The thing that strikes me the most is your humility. The way you reflect on your own faults is evidence of the Spirit powerfully at work in your life, and always causes me to reflect on my own life.
Mostly your blog makes us laugh. You are so not "ben the stutterer" in our minds, you are "ben, one of the funniest guys we know" :)
Ben, it's absolutely wonderful to hear you talking of your struggles and how God has used them to help you grow more like His Son. You're a great encouragement and role model to me in your willingness to trust and serve through life-long trials.
For me, I can certainly testify that your stutter makes you no less of a warm and caring friend, and a lot of fun to be around!
Will look forward to singing Hallelujah's with you for eternity!

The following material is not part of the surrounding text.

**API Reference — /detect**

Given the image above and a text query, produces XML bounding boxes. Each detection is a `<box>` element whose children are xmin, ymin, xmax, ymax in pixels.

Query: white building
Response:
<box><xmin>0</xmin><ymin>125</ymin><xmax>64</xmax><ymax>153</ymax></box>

thanks very much Soph,Simone, Liz and Pete. I really appreciate you commenting. Simone, that is great that you tackled your son's stutter early. Kids can kick it pretty quickly and thoroughly. Will pray that he does kick it for good. Thanks Liz, that is lovely what you said. Peter, you are a massive encouragement to me also-- one of the strongest guys/christians I have ever met.
Thanks again everyone.
Hey Ben, thanks for your thoughts - these posts are really candid and I'm sure were hard to write. Your blog (a new discovery!) is great - i love reading it and I'm really glad it gives you a 'voice' of sorts. Will be praying for your hopes and dreams. Soph
Thanks a lot, Sophie, that is really nice. I have been checking out yr blog too.